Je vous écris tant qu’il me reste assez de bonté.

La bête noire est revenue. Je suis effondrée.

Il va falloir me livrer à une lutte sans merci. Un combat contre moi-même.

Ce sont les dernières paroles de Mme F. qui m’ont mise dans cet état : « Vous jugez trop vite ! » Elle savait très bien que ces simples mots rappelleraient ma bête noire. Me ferait décompenser.

Souvent Mme F. me dit qu’il ne faut pas tout considérer à travers le Bien ou le Mal, qu’il faut aussi se pencher sur les nuances, mais vous savez parfaitement que les nuances sont bien trop pâles pour quelqu’un comme moi.
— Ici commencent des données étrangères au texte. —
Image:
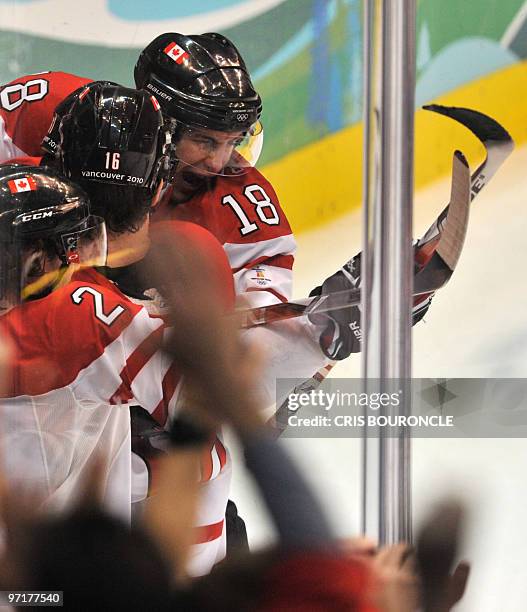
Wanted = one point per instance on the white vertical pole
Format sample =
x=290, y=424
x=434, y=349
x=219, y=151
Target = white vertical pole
x=388, y=261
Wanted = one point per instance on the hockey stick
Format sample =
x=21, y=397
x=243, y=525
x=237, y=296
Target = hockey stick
x=498, y=146
x=435, y=273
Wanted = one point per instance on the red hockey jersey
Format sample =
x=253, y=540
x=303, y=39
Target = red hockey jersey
x=81, y=355
x=244, y=214
x=26, y=110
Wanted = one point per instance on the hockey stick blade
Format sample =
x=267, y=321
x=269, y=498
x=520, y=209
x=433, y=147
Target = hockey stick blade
x=447, y=252
x=432, y=276
x=498, y=146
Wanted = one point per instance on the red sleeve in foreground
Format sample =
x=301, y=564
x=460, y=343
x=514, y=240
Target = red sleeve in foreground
x=218, y=270
x=318, y=582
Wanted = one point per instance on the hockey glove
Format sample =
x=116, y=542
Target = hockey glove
x=341, y=329
x=341, y=332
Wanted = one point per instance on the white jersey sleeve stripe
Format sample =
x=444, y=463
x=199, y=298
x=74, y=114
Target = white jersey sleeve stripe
x=240, y=254
x=95, y=378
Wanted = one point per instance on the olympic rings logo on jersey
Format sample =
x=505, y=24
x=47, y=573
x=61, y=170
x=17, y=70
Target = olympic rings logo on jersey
x=31, y=91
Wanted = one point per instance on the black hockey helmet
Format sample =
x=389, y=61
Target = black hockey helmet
x=202, y=83
x=41, y=212
x=51, y=140
x=199, y=80
x=116, y=135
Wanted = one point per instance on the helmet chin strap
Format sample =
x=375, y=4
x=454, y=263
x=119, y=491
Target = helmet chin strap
x=45, y=283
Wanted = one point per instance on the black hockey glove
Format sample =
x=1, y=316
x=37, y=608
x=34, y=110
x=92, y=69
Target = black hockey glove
x=342, y=334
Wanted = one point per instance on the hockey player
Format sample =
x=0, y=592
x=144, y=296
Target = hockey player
x=102, y=136
x=71, y=343
x=203, y=84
Pourtant, c’est de cela dont il s’agit : le Bien, le Mal ; deux instances qui dans ma tête s’affrontent depuis déjà tant d’années…
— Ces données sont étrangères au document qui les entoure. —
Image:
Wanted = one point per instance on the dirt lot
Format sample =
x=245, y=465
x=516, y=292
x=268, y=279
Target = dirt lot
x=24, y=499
Je sens nettement la différence entre les deux, laquelle me contrôle.

Moi qui certifie que l’on est maître de son destin…N’est-ce pas mon amie, ne vous l’ai-je pas seriné souvent, trop souvent ? Non, je ne vous ai pas menti, j’ai simplement voulu m’en convaincre. Amère illusion à laquelle on aimerait tant croire !

Je me portais comme un charme ces derniers temps : accueillante, disponible, patiente. Cela n’a pas duré.
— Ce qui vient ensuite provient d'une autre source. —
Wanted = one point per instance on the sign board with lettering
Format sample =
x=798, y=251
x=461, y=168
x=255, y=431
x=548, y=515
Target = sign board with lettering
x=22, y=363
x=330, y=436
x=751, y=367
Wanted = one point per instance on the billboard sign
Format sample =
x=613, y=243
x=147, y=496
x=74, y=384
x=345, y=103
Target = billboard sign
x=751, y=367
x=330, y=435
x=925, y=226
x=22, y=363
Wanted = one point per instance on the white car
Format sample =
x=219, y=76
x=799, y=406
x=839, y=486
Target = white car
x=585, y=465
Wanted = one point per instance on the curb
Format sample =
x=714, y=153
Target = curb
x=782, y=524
Pourquoi faut-il toujours que je sabote les moments joyeux ?

Si vous saviez, le bonheur est comme la souffrance, un fardeau aussi lourd à porter pour l’écorchée vive que je suis.

Oui, le bonheur me paralyse. Alors je détruits tout, pour ne pas prendre le risque d’être déçue, pour ne m’en prendre qu’à moi-même.

La souffrance, je la connais bien, elle aussi est mon amie, j’espère que vous ne m’en voudrez pas de cet aveu. J’ai une certaine complaisance à m’y lover, je l’avoue. Elle me réchauffe en me recouvrant insidieusement de son linceul. Ce ne serait pas si désagréable si cette souffrance se voulait douce. Mais elle me brûle les entrailles, une douleur permanente qui me courbe en deux.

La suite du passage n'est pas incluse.